Mi., 08.01.2014 , 16:30 Uhr

Merkel mit Hakenkreuz - Angeklagter erneut verurteilt

Wegen eines Plakates mit der Abbildung von Bundeskanzlerin Angela Merkel in Nazi-Uniform mit Hakenkreuz-Armbinde ist ein Demonstrant und Aktionskünstler am Mittwoch in zweiter Instanz zu 3000 Euro Geldstrafe verurteilt worden. Das Münchner Landgericht verwarf die Berufung des 68-jährigen Günter Wangerin. Das Gesetz sei eindeutig, das Verwenden von Kennzeichen verfassungswidriger Organisationen sei verboten. Wangerin kündigte Revision an.

 

 

Der Künstler Günter Wangerin stand am Mittwoch wegen eines Hakenkreuz-Plakats bei einer linken Demonstration gegen die Euro-Krise erneut vor Gericht. Im Berufungsprozess vor dem Münchner Landgericht pochte er im überfüllten Sitzungssaal auf die Kunstfreiheit. In erster Instanz war er wegen Verwendung von Kennzeichen verbotener Organisationen zu 3000 Euro Geldstrafe verurteilt worden.

 

Linkspartei, DKP, Attac und die Gewerkschaft Verdi hatten am 14. November 2012 in München gegen die Folgen der Euro-Krise für die südeuropäischen Schuldenländer demonstriert.
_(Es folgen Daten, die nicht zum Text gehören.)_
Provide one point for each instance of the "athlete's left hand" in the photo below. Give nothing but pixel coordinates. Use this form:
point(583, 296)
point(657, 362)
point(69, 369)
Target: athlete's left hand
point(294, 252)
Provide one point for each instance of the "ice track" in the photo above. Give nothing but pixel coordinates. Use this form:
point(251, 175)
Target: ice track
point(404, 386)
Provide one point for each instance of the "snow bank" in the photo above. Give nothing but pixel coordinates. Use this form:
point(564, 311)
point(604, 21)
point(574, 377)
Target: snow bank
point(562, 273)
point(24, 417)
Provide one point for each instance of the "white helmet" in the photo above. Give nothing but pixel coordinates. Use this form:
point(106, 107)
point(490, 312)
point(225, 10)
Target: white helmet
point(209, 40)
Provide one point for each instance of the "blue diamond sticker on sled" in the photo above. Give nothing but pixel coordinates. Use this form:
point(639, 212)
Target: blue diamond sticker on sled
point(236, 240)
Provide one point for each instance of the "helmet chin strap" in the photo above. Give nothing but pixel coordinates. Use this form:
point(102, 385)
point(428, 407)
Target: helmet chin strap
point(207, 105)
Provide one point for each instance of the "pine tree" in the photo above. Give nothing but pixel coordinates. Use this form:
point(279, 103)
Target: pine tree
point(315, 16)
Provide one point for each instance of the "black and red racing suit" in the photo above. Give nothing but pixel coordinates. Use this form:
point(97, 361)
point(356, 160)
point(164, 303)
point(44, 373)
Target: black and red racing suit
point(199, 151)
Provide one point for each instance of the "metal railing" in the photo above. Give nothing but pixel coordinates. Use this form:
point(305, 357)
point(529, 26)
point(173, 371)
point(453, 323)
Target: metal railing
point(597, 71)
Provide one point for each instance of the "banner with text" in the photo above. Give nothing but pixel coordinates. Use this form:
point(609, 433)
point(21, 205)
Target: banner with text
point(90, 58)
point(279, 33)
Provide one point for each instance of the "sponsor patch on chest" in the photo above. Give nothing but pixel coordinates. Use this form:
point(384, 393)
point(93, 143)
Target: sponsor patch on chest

Unter den Teilnehmern war auch der Aktionskünstler Wangerin mit einem Plakat – darauf Bundeskanzlerin Angela Merkel in Nazi-Uniform und Hakenkreuz-Armbinde. «Das sollte heißen: Schaut her, so sehen uns die Anderen», sagte der Angeklagte vor dem Landgericht.

 

Seine Aktion sollte einen Zusammenhang herstellen mit den Verbrechen des Nazi-Regimes im besetzten Griechenland. Wangerin zitierte den griechischen Komponisten Mikis Theodorakis, wonach Merkel seinen Landsleuten «neue Gauleiter» aufzwinge, «diesmal mit Krawatte».
Schon das Amtsgericht hatte ihn wegen des Hakenkreuz-Plakats verurteilt. Jeder Gebrauch des Hakenkreuzes sei verboten. Auf die Absicht des Benutzers komme es dabei nicht an – schon der Anschein verfassungswidriger Bestrebungen sei zu vermeiden, hatte die Amtsrichterin erklärt.

 

Der Angeklagte grollte unter lebhaftem Beifall im überfüllten Sitzungssaal des Landgerichts: «Es kommt also nur auf den Anschein an». Niemand habe ihn bei der Kundgebung für einen Nazi gehalten. Seine Verteidigerin sagte: «Man kann die Symbole zeigen und muss es sogar, wenn man sich damit auseinandersetzen will.» Dass dies in erster Instanz unterblieben sei, sei «für einen Rechtsstaat bedenklich».